A vendor prepares a bag of sweets for a customer at Sicilian pastry shop Mazzone on February 02, 2024 in Catania, Italy.
Villa Fabrizio | Getty Images News | Getty Images
Preliminary figures on Friday showed that inflation in the 20-country euro zone fell to 2.6% in February, but headline and core figures were higher than expected.
Economists polled by Reuters had expected a headline reading of 2.5%.
Core inflation, which excludes volatile components such as energy, food, alcohol and tobacco, was 3.1% – higher than the 2.9% expected.
The European Union statistics agency said food, alcohol and tobacco prices recorded the highest inflation rate in February at 4%, followed by services at 3.9%.
Energy prices, which inflated last year as a result of Russia's invasion of Ukraine, continued to fall, with the deflation rate moving from -6.1% to -3.7%.
The headline reading was previously at 2.8% in January, with further easing expected after price increases slowed in Germany, France and Spain.

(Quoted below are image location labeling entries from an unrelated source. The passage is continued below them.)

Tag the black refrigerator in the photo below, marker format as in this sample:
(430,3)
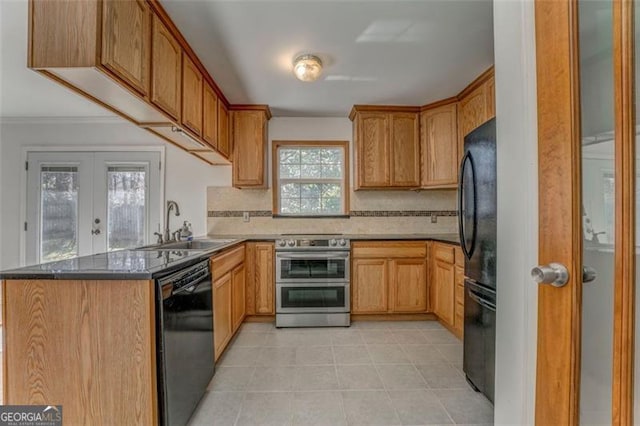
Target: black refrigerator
(477,226)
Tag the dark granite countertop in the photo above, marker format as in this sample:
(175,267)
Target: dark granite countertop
(445,238)
(151,263)
(116,265)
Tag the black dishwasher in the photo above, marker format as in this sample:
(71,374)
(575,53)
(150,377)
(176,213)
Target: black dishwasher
(184,341)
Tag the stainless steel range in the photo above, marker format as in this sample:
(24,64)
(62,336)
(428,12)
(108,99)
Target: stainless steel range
(312,281)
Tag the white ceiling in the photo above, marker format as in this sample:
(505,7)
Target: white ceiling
(404,52)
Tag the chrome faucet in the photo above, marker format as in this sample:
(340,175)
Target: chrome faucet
(170,205)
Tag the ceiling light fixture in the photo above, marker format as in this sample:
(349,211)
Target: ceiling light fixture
(307,67)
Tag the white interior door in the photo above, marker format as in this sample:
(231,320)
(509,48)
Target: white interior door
(80,203)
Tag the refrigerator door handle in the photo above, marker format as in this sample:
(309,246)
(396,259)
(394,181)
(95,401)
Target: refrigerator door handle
(468,251)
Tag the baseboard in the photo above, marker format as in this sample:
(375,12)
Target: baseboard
(394,317)
(260,318)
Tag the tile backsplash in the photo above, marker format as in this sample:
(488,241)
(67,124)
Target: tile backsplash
(372,212)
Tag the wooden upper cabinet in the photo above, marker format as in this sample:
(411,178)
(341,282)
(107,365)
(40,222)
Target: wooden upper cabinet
(126,26)
(491,97)
(439,140)
(166,69)
(477,103)
(473,110)
(249,134)
(387,146)
(191,96)
(405,148)
(210,116)
(224,136)
(129,57)
(372,139)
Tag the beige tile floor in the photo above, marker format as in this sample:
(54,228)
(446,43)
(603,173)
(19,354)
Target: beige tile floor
(373,373)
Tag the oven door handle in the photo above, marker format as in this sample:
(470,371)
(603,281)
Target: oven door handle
(314,255)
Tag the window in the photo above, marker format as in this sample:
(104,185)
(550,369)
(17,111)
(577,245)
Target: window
(310,178)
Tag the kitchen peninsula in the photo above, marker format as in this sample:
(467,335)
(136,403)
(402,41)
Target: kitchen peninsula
(83,333)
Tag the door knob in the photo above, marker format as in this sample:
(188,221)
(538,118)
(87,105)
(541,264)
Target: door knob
(588,274)
(555,274)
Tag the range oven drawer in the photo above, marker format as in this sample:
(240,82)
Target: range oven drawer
(312,297)
(296,267)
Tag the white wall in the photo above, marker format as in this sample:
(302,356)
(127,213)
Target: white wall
(517,211)
(186,177)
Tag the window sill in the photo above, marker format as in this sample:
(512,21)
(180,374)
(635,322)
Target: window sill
(296,216)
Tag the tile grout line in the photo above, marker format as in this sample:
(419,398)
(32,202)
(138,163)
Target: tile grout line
(341,399)
(384,387)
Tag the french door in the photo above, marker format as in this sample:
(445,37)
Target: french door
(587,79)
(80,203)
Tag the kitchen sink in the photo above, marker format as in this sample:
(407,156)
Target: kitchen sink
(190,245)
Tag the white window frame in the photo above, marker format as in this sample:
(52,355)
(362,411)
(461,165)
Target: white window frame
(277,181)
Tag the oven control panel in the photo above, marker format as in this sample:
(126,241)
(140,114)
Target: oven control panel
(312,243)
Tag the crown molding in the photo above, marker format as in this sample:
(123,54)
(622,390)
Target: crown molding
(63,120)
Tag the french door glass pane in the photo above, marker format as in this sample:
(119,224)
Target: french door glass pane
(636,393)
(59,213)
(126,207)
(598,208)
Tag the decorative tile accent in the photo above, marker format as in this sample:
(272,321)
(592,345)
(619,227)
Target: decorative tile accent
(353,213)
(239,213)
(402,213)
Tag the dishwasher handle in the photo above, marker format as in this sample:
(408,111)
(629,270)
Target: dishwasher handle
(476,297)
(192,286)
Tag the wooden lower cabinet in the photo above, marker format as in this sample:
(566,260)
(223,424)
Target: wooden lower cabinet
(447,281)
(222,327)
(389,277)
(443,279)
(260,279)
(458,322)
(88,345)
(228,272)
(409,278)
(369,286)
(238,296)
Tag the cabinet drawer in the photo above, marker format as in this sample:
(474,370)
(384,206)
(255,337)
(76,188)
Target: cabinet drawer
(389,249)
(444,253)
(223,263)
(459,257)
(459,315)
(460,294)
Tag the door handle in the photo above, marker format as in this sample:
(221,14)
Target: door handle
(588,274)
(555,274)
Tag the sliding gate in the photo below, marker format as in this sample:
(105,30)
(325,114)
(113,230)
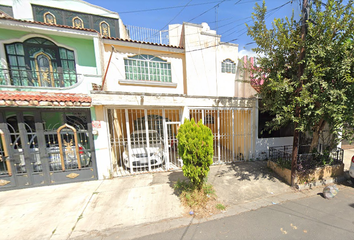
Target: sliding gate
(143,140)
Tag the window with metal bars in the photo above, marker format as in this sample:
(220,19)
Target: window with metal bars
(39,62)
(147,68)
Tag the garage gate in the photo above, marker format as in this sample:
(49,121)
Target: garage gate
(144,140)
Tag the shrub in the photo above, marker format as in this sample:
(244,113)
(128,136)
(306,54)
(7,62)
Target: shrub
(195,146)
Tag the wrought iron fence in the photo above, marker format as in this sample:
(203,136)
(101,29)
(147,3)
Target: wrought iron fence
(148,34)
(42,78)
(306,160)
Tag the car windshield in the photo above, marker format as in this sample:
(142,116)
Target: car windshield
(140,138)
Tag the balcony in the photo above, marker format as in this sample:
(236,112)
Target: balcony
(44,78)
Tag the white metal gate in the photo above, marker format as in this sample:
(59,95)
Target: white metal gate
(143,140)
(232,132)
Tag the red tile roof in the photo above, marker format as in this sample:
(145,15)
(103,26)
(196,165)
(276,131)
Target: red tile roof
(6,17)
(135,41)
(35,98)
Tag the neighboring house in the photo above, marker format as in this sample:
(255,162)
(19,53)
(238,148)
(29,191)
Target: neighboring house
(80,100)
(151,88)
(50,57)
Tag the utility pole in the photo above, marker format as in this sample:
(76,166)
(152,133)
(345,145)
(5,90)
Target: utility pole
(298,90)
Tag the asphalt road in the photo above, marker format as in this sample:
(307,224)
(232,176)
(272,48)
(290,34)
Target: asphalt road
(309,218)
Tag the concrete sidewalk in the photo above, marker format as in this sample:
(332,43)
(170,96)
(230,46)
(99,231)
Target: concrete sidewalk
(134,206)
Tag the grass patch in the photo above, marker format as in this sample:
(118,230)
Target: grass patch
(202,202)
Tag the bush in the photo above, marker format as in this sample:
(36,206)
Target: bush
(195,147)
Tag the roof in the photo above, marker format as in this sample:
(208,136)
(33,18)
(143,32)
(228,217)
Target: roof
(21,98)
(6,17)
(135,41)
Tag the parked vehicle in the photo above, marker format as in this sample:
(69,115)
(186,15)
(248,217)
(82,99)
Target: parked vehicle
(140,153)
(351,170)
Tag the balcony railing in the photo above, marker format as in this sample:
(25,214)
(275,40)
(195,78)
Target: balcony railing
(148,35)
(23,77)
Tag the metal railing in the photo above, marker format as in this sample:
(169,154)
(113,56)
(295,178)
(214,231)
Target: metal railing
(148,34)
(306,160)
(24,77)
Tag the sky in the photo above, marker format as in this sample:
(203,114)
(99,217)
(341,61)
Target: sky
(227,17)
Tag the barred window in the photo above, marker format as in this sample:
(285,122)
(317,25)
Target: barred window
(228,66)
(39,62)
(147,68)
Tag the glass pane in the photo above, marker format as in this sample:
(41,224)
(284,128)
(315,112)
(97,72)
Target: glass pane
(21,61)
(19,49)
(10,49)
(13,61)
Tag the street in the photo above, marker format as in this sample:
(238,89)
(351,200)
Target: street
(308,218)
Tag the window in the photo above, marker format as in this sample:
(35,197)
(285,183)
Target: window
(263,132)
(49,18)
(39,62)
(78,23)
(104,29)
(147,68)
(228,66)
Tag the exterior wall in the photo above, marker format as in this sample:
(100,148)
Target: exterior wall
(204,54)
(116,80)
(104,163)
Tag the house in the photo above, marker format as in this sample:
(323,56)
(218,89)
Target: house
(150,88)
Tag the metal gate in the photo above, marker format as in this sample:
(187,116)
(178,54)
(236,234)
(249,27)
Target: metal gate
(43,147)
(232,132)
(143,140)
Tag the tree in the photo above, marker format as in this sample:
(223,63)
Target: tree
(195,146)
(324,93)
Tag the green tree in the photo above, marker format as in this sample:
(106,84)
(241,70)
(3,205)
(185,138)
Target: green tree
(324,92)
(195,146)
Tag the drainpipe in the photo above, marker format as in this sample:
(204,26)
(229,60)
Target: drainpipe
(105,74)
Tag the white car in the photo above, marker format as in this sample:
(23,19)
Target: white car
(139,154)
(351,170)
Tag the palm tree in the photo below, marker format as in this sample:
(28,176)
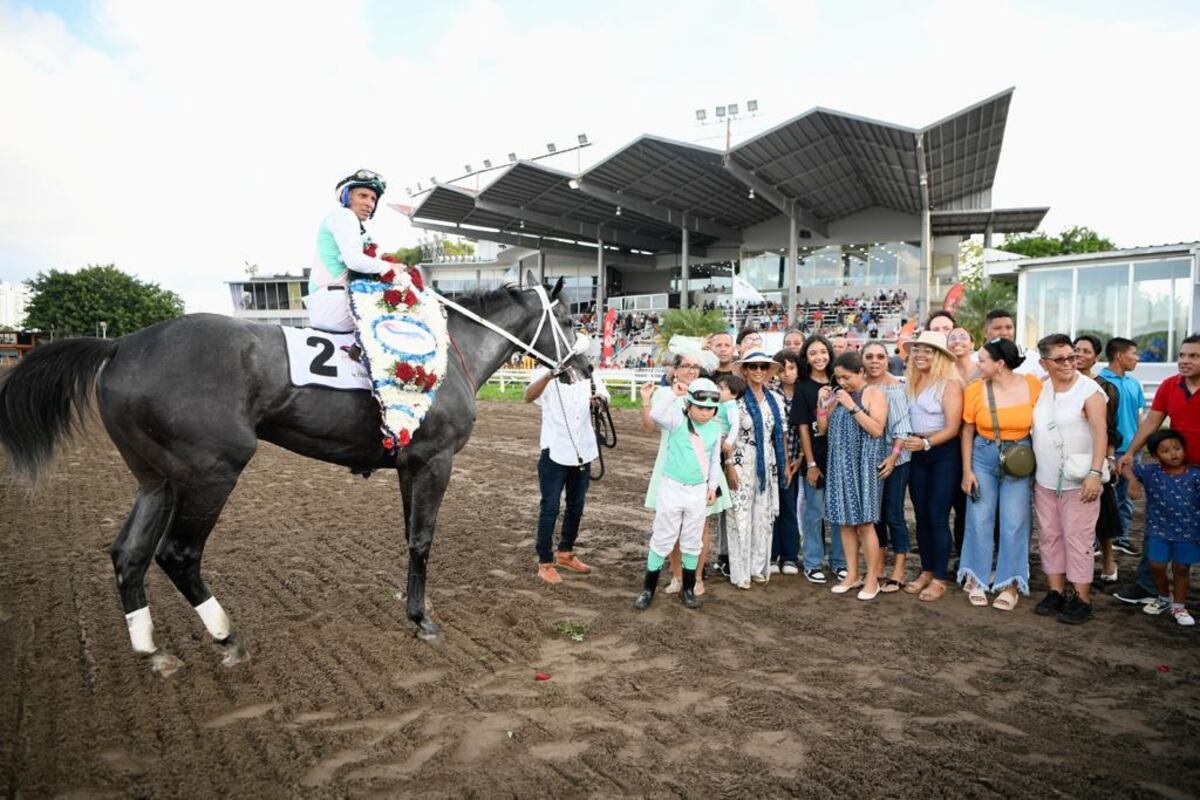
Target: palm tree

Investors are looking for clues as to when the European Central Bank will start cutting interest rates, with market prices pointing to a cut in June. However, many ECB officials still maintain that they need to conclude wage negotiations in the spring before they have a clearer picture of domestic inflationary pressures.
February's numbers will be mixed for policymakers, with core inflation remaining above 3% even as the headline rate moves towards the ECB's 2% target. However, price rises have eased significantly from their peak of 10.6% in October 2022.
The ECB must also contend with an economic downturn in the euro zone, after the bloc narrowly avoided a recession last year, recording flat GDP growth in the fourth quarter.
European stocks eased gains following the inflation print, trading 0.2% higher, down from 0.5% earlier in the morning. The euro stabilized against the US dollar and the British pound.